私は担任の先生がハチマキに書いてくれたこの言葉をお守りにしてきた。
まあ、確かにハチマキにデカデカと”頑張る姿は美しい”と書かれていたら「何事だ?」と思う人もいるだろう。

なぜこの言葉を担任の先生が書いてくれたのか、唐突すぎて記憶が曖昧な部分もある。

担任の先生がこの言葉を書いてくれたのはハチマキという言葉からも推測できるように、体育祭の時である。高校三年生の体育祭だった。
私は軽いノリで「何か気合いを入れるような言葉を書いてください」と担任の先生にお願いをした。てっきり「気合いだ!」とか「やればできる!」みたいな体育会系(?)のような言葉を書いてくれると思っていたので”頑張る姿は美しい”と書かれた時、どこか心がむず痒くなった。

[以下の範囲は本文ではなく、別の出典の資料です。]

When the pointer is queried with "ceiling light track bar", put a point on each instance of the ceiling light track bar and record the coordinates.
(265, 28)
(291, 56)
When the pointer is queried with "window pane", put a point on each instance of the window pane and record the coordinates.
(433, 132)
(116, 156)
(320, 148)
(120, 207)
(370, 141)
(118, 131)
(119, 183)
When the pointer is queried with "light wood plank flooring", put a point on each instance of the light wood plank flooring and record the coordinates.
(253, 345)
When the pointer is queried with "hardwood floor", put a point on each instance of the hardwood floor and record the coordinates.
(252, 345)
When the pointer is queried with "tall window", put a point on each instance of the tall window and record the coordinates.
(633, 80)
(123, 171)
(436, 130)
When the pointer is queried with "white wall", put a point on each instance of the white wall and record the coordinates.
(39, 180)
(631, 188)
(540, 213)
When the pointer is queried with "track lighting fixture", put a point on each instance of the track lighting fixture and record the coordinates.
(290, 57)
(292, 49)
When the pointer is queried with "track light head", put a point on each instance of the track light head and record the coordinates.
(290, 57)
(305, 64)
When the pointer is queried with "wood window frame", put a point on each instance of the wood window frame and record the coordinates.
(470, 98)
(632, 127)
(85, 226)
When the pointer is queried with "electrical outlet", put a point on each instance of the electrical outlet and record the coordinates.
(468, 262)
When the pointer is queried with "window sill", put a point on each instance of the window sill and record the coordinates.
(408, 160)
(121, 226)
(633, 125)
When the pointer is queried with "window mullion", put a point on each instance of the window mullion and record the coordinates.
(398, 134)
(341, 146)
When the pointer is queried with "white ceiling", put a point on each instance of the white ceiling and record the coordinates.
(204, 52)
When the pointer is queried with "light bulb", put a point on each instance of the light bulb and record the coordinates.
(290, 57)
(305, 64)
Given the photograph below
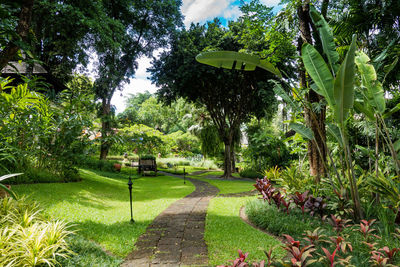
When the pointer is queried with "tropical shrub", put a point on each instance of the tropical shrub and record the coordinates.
(29, 239)
(334, 240)
(40, 134)
(265, 150)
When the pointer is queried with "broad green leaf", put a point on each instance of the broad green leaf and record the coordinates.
(12, 194)
(388, 68)
(235, 60)
(393, 110)
(344, 84)
(334, 131)
(365, 150)
(364, 108)
(319, 72)
(326, 36)
(375, 93)
(304, 131)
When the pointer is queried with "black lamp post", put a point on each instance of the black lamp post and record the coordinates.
(130, 196)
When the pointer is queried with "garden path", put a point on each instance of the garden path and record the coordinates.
(176, 236)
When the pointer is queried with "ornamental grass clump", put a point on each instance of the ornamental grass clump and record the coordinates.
(27, 238)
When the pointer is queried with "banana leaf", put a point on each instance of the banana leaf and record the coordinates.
(235, 60)
(278, 90)
(344, 85)
(334, 131)
(326, 36)
(390, 112)
(319, 72)
(304, 131)
(361, 107)
(7, 176)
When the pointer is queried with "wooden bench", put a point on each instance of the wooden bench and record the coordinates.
(147, 165)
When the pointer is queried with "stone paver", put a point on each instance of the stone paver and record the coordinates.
(176, 236)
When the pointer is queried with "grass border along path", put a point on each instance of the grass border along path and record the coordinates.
(99, 207)
(226, 232)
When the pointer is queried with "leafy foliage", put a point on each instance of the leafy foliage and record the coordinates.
(27, 239)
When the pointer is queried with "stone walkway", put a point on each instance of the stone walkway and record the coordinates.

「頑張る姿って誰の姿…?先生も美しいという言葉を書くんだ…なんか似合わないな」といったような失礼なことを頭に思い浮かべつつ、私は書かれたその文字をガン見していた。

「先生、何でこの言葉を書いてくれたんですか?」
私がそう尋ねると、意外な答えが返ってきた。

「体育祭もそうだけど、お前は勉強も部活もいろいろ頑張ってきたよな。お前だけじゃなく、他の生徒たちもずっと頑張ってきた。受験というプレッシャーもあるのに、何事にも全力だ。俺は生徒たちの頑張る姿が本当に綺麗だと思ってるんだ」

そんなふうに私たち生徒を見てくれていたんだ、と担任の先生の言葉を聞いた時に思った。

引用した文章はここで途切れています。